I have so much more to learn, but here are TOP 10:
1. Relationships: Spend time to build relationships with your staff, parents, and most importantly the students. Having a trusting relationship makes things easier down the road.
2. Feedback: Teachers crave this, not just a “good job”, but specific timely feedback. This is something I can improve on, I get into classrooms but feedback isn’t always right away. I think I will start carrying a post-it pad around so I can write feedback and leave it for them right away.
3. Communicate Cleary (and Concisely): I made the mistake of assuming people understood things from previous meetings and/or discussions so in my emails I just referred to them, rather than explaining the why and specific how.
4. Be Fair: This is for discipline issues mainly, but could apply to working with my teachers too. What is fair for one person may not be fair for another. Again, by knowing your staff and students this becomes easier to figure out what is fair for each student/teacher and what’s not.
5. Empathize: Everyone is coming from a different place, don’t expect everyone to be on the same level. Understand that people are trying their hardest and meet them where they are with understanding.
6. Be Flexible, but consistent: Things come up. People forget. Emails get lost. Be flexible, but not a wet noodle. People need to know that there are expectations and consequences, but don’t take out the human aspect. I think this ties into number 5.
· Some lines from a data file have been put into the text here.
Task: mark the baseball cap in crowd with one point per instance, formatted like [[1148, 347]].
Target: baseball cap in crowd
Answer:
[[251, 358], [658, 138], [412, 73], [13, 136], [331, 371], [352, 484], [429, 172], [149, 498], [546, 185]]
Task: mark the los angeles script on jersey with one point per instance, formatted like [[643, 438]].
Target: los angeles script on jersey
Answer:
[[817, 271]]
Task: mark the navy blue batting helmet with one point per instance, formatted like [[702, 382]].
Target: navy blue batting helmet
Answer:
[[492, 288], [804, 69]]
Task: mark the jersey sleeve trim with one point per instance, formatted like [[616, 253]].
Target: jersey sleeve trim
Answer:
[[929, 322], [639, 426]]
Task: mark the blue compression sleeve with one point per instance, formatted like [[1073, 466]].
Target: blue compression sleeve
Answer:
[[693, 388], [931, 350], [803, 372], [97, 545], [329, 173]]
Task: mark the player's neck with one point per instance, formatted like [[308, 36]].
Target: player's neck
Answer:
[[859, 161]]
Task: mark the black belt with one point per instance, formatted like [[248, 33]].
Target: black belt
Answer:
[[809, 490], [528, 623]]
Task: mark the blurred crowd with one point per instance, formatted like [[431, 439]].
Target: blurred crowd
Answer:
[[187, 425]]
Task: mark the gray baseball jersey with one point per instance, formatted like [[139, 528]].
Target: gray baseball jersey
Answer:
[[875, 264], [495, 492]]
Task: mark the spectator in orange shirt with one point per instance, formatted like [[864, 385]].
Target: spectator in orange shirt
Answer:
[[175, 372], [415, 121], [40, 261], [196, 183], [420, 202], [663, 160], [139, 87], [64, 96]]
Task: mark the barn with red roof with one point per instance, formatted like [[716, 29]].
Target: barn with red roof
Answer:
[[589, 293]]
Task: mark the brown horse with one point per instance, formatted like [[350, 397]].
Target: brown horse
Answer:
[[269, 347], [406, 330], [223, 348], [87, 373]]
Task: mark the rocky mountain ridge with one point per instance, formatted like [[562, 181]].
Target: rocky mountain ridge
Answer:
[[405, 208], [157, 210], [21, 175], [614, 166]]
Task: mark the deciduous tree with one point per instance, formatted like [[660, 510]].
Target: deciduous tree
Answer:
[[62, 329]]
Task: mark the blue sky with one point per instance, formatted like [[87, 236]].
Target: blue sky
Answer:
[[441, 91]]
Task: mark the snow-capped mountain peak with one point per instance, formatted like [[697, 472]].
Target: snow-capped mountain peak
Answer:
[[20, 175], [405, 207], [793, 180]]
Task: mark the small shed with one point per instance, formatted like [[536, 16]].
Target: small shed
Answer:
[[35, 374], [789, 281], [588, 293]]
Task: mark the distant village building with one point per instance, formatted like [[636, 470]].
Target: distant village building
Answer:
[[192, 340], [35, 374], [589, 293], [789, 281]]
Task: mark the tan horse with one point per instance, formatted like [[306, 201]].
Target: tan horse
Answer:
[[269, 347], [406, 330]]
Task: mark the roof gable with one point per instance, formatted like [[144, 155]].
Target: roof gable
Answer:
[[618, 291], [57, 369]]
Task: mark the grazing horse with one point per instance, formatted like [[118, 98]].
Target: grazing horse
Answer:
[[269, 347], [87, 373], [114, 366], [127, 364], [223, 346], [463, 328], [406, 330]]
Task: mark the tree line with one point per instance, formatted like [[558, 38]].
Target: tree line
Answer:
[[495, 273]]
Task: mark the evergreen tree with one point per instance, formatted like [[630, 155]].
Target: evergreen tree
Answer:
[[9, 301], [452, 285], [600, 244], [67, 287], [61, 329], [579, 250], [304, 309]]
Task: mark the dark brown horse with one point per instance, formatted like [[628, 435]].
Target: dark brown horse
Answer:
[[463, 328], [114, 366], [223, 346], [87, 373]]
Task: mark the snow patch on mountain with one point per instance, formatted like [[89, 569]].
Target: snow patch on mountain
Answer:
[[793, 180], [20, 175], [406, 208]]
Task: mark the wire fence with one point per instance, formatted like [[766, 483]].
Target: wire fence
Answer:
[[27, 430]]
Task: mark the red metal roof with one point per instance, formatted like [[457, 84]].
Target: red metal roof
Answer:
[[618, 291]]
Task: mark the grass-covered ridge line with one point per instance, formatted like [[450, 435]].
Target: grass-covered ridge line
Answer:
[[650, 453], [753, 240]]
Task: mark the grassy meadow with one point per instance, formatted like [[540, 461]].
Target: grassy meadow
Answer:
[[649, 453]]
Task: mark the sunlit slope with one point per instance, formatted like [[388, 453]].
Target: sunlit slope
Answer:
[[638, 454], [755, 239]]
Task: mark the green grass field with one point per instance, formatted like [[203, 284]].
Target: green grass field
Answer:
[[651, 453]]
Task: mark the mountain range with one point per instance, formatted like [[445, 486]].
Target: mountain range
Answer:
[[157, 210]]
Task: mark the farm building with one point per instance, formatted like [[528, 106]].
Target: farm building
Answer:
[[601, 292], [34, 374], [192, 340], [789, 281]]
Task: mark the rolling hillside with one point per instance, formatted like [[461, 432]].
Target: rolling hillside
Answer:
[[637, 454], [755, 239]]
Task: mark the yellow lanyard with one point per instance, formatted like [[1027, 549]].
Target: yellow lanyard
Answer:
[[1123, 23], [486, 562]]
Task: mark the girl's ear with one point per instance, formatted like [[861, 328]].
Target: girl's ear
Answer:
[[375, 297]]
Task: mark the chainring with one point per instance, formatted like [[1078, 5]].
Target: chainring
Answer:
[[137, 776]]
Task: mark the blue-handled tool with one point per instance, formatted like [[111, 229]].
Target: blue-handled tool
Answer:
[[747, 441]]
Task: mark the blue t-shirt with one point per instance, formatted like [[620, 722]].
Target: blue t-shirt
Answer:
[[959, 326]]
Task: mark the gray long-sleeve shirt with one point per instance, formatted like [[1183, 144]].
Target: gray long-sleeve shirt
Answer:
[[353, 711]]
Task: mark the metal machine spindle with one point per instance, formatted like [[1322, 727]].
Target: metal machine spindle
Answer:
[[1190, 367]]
7. Lead by Example: Work alongside teachers, with parents and students. People will watch your actions more than they listen to your words. Of course we have all heard this, but I found this to be so true.
8. Follow Through: Easier said than done. I never knew how crazy an administrator’s schedule was. I will come into work with an idea of how they day will go and things will always come up. I have to make it a point to prioritize and make sure I get to the things I promised. Also, this goes along with #6–it’s okay to shift your schedule around and push things back (hard for my Type A personality, but I’m learning!)
9. Take the Blame, Share the Success: Even if it isn’t your fault, take the blame. It goes a long way, same goes for complimenting others and giving them credit for their roles.
Lastly, and most important…
10. Don’t Forget the WHY: It is easy to get caught up in the logistics, planning, communication, discipline, emails, professional development, assessment, program coordination, and more–I don’t want to forget why I started teaching…to impact students. I started writing past and current students’ names in my planner and it is a little trigger for my brain to remember it all goes back to the students.